Viúvas não são herdeiras necessárias automáticas
Pela legislação atual, a família (filhos, netos, pais e avós) tem direito garantido a pelo menos metade do patrimônio. O cônjuge sobrevivente faz parte dessa lista. Com a reforma, essa configuração muda, com o viúvo ou viúva só herdaria bens se não existissem descendentes ou ascendentes vivos.
Apesar da possível perda do direito à herança direta dos bens, a proposta prevê mecanismos de proteção para que ninguém fique desamparado. Entre os pontos principais estão:
- Direito de moradia (usufruto): a pessoa poderá continuar vivendo na residência do casal, independentemente de quem herdar o imóvel.
- Prestação compensatória: se a viúva abdicou da carreira para cuidar da família, um juiz pode fixar um valor financeiro de compensação.
- Pensão por morte: o direito ao benefício previdenciário (INSS) continua inalterado.
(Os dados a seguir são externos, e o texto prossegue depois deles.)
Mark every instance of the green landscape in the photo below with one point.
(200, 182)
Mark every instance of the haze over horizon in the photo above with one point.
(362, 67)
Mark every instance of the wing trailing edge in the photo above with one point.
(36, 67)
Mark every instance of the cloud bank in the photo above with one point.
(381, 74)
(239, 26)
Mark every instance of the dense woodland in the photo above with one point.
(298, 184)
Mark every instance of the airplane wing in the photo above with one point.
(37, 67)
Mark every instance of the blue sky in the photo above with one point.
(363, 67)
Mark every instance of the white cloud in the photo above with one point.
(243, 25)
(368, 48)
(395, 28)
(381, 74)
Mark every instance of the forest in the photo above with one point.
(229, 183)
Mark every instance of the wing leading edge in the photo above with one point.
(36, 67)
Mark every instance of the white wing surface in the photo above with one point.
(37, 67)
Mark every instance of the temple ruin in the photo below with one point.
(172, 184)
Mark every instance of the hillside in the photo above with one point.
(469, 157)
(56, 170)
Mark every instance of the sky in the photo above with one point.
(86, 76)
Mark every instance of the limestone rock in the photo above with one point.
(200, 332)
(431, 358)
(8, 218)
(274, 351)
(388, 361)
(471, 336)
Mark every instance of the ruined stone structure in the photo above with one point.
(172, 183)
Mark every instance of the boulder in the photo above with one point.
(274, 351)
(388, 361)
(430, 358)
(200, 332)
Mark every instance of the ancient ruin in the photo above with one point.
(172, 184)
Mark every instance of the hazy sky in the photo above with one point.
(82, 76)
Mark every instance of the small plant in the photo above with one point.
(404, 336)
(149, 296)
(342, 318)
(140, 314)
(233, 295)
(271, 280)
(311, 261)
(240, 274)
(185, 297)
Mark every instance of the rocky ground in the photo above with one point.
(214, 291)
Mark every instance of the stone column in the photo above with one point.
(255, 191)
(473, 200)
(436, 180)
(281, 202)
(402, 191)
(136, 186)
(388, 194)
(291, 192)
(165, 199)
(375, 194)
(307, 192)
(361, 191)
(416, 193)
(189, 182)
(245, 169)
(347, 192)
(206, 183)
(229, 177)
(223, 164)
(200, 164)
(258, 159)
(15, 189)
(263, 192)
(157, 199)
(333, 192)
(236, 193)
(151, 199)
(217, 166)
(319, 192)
Regras para separação total de bens
No regime de separação total de bens, a mudança é ainda mais clara. Hoje, em caso de morte, o cônjuge ainda pode ter direitos sucessórios de bens. Com a mudança, se o casal optou pela separação total em vida, a regra se mantém após a morte, com o patrimônio indo integralmente para os filhos.
Mudanças já estão valendo?
É importante destacar que as novas regras de herança para viúvas e filhos ainda não estão em vigor. O Projeto de Lei 4/2025, de autoria do senador Rodrigo Pacheco (PSD-MG), está em tramitação no Senado. Para virar lei, precisa passar pela Câmara dos Deputados e receber a sanção da Presidência da República.